Notwithstanding the well-recognized involvement of chronic neutrophilic inflammation in the initiation phase of many types of epithelial cancers, a growing body of evidence has also implicated these cells in the pathogenesis of the later phases of cancer development, specifically progression and spread. In this setting, established tumors have a propensity to induce myelopoiesis and to recruit neutrophils to the tumor microenvironment (TME), where these cells undergo reprogramming and transitioning to myeloid-derived suppressor cells (MDSCs) with a pro-tumorigenic phenotype. In the TME, these MDSCs, via the production of a broad range of mediators, not only attenuate the anti-tumor activity of tumor-infiltrating lymphocytes, but also exclude these cells from the TME. Realization of the pro-tumorigenic activities of MDSCs of neutrophilic origin has resulted in the development of a range of adjunctive strategies targeting the recruitment of these cells and/or the harmful activities of their mediators of immunosuppression. Most of these are in the pre-clinical or very early clinical stages of evaluation. Notable exceptions, however, are several pharmacologic, allosteric inhibitors of neutrophil/MDSC CXCR1/2 receptors. These agents have entered late-stage clinical assessment as adjuncts to either chemotherapy or inhibitory immune checkpoint-targeted therapy in patients with various types of advanced malignancy. The current review updates the origins and identities of MDSCs of neutrophilic origin and their spectrum of immunosuppressive mediators, as well as current and pipeline MDSC-targeted strategies as potential adjuncts to cancer therapies. These sections are preceded by a consideration of the carcinogenic potential of neutrophils.
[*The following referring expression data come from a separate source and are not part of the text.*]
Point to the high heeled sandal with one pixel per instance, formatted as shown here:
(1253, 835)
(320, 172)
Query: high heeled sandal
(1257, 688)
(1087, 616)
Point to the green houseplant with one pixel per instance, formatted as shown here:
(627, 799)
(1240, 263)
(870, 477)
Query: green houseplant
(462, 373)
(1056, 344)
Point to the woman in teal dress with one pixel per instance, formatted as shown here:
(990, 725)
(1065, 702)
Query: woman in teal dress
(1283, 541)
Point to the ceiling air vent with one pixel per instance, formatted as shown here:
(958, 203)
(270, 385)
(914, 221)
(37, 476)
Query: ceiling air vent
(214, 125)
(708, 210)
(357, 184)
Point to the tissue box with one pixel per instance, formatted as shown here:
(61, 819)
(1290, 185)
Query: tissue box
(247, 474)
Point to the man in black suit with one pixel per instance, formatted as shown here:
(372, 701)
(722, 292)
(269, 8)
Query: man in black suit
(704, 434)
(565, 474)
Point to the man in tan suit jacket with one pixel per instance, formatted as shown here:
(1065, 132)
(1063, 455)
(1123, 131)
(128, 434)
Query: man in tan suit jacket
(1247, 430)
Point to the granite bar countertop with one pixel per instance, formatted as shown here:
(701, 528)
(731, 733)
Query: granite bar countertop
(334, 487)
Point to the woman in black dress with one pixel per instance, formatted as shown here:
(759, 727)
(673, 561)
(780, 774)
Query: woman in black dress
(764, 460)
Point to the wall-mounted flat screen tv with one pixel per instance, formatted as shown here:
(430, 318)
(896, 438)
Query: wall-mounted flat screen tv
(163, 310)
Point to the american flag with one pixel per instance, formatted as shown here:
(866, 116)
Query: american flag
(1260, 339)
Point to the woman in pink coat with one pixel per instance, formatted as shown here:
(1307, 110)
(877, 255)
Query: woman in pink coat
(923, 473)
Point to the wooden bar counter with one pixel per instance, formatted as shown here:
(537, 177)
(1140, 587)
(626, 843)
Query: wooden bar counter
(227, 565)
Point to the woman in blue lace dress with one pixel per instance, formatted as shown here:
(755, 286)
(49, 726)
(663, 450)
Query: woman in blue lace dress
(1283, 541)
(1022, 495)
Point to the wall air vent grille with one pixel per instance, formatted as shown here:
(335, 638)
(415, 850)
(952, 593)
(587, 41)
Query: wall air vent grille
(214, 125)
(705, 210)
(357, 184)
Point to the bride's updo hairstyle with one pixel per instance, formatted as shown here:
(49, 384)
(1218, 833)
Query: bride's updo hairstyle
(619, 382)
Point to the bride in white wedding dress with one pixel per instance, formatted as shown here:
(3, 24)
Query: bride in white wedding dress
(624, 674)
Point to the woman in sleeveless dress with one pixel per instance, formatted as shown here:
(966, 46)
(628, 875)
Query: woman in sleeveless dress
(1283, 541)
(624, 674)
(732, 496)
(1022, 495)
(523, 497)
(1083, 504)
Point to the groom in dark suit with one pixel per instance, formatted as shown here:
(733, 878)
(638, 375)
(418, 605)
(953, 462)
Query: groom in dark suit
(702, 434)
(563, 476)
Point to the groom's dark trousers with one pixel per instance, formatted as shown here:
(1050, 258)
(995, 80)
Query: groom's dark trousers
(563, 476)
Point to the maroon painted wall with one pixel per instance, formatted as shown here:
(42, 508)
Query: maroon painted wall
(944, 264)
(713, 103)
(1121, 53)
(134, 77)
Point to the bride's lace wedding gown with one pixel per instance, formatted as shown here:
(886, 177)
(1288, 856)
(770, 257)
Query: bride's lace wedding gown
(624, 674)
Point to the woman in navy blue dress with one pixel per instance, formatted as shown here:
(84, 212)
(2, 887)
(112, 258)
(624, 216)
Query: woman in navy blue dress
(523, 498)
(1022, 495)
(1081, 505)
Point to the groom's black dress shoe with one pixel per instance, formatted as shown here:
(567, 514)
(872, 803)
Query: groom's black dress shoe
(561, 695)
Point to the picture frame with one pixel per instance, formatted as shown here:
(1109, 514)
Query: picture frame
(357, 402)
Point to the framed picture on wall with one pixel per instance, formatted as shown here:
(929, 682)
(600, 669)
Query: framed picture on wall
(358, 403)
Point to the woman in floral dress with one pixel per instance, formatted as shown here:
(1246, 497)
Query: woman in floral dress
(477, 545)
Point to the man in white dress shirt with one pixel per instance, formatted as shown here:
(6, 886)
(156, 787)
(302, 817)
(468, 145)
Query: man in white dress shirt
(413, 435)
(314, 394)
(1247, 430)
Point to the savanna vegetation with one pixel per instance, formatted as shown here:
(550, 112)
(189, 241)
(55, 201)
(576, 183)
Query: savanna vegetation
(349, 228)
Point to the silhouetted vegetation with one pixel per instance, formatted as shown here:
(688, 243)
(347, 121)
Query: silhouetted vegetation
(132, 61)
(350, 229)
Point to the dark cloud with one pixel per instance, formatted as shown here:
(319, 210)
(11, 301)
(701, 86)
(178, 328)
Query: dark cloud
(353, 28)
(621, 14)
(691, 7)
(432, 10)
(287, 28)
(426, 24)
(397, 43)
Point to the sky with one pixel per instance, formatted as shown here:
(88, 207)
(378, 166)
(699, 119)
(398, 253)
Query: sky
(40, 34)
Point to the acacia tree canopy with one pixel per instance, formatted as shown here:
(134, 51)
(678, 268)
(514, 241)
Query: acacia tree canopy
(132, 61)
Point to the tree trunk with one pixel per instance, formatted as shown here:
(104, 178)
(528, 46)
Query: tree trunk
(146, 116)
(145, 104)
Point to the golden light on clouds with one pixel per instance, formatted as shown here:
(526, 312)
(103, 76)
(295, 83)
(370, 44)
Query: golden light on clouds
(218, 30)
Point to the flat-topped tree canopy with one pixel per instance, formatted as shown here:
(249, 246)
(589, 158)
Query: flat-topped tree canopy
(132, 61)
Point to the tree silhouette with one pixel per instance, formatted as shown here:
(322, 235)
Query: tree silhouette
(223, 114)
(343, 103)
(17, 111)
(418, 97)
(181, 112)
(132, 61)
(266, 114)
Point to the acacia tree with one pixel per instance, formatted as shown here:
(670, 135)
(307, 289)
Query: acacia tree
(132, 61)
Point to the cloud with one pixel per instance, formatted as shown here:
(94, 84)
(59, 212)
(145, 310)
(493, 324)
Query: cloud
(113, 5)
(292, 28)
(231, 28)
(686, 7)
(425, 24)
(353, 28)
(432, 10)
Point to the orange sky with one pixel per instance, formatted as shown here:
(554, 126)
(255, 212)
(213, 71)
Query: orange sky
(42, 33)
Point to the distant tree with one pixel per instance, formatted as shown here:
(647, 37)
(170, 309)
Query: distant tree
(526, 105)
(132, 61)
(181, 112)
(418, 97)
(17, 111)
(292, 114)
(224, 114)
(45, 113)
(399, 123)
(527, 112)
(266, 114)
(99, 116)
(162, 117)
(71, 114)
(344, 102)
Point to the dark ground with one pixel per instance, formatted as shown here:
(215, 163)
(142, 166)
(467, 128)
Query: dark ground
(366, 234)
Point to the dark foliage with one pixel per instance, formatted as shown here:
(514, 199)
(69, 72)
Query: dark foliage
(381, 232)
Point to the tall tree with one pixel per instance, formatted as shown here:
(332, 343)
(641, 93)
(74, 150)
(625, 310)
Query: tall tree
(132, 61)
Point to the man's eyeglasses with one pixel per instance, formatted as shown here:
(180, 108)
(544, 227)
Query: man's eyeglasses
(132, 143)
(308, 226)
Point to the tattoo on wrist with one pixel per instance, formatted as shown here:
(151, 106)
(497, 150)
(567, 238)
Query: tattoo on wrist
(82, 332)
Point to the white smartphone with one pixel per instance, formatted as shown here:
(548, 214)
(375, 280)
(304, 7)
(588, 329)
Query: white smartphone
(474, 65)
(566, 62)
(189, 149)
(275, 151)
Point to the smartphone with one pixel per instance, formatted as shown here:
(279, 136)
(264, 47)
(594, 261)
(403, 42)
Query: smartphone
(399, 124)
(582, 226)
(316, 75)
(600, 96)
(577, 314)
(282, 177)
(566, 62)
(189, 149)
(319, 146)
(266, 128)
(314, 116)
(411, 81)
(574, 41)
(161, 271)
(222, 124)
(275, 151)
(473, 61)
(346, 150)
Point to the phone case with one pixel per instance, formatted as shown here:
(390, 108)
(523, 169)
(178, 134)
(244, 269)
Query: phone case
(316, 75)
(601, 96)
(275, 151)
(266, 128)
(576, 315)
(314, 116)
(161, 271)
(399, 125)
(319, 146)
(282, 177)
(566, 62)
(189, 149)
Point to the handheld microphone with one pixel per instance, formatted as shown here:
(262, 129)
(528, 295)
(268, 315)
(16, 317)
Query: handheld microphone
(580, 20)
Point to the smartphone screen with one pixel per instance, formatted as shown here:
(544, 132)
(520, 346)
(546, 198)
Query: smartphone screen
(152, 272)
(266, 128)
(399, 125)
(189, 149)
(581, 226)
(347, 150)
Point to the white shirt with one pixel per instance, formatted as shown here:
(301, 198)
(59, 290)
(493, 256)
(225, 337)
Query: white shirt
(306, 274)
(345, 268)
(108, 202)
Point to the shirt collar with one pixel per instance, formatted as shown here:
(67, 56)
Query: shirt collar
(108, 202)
尽管慢性中性粒细胞炎症在许多类型上皮癌的起始阶段被广泛认为参与其中,但越来越多的证据也表明这些细胞参与了癌症发展后期阶段的发病机制,特别是进展和扩散。在这种情况下,已建立的肿瘤有诱导髓样细胞生成和将中性粒细胞招募到肿瘤微环境(TME)的倾向,在 TME 中,这些细胞经历重编程并转变为具有促肿瘤表型的髓源性抑制细胞(MDSCs)。在 TME 中,这些 MDSCs 通过产生广泛的介质,不仅削弱了肿瘤浸润淋巴细胞的抗肿瘤活性,而且还将这些细胞排斥出 TME。对中性粒细胞来源的 MDSCs 的促肿瘤活性的认识,导致了一系列靶向这些细胞招募和/或其免疫抑制介质的有害活性的辅助策略的发展。其中大多数都处于临床前或非常早期的评估阶段。然而,值得注意的例外是几种药理学、CXCR1/2 受体的变构抑制剂。这些药物已经进入了晚期临床评估,作为各种晚期恶性肿瘤患者化疗或抑制性免疫检查点靶向治疗的辅助药物。本综述更新了中性粒细胞来源的 MDSCs 的起源和特性及其免疫抑制介质的范围,以及当前和流水线的 MDSC 靶向策略作为癌症治疗的潜在辅助手段。这些部分之前考虑了中性粒细胞的致癌潜力。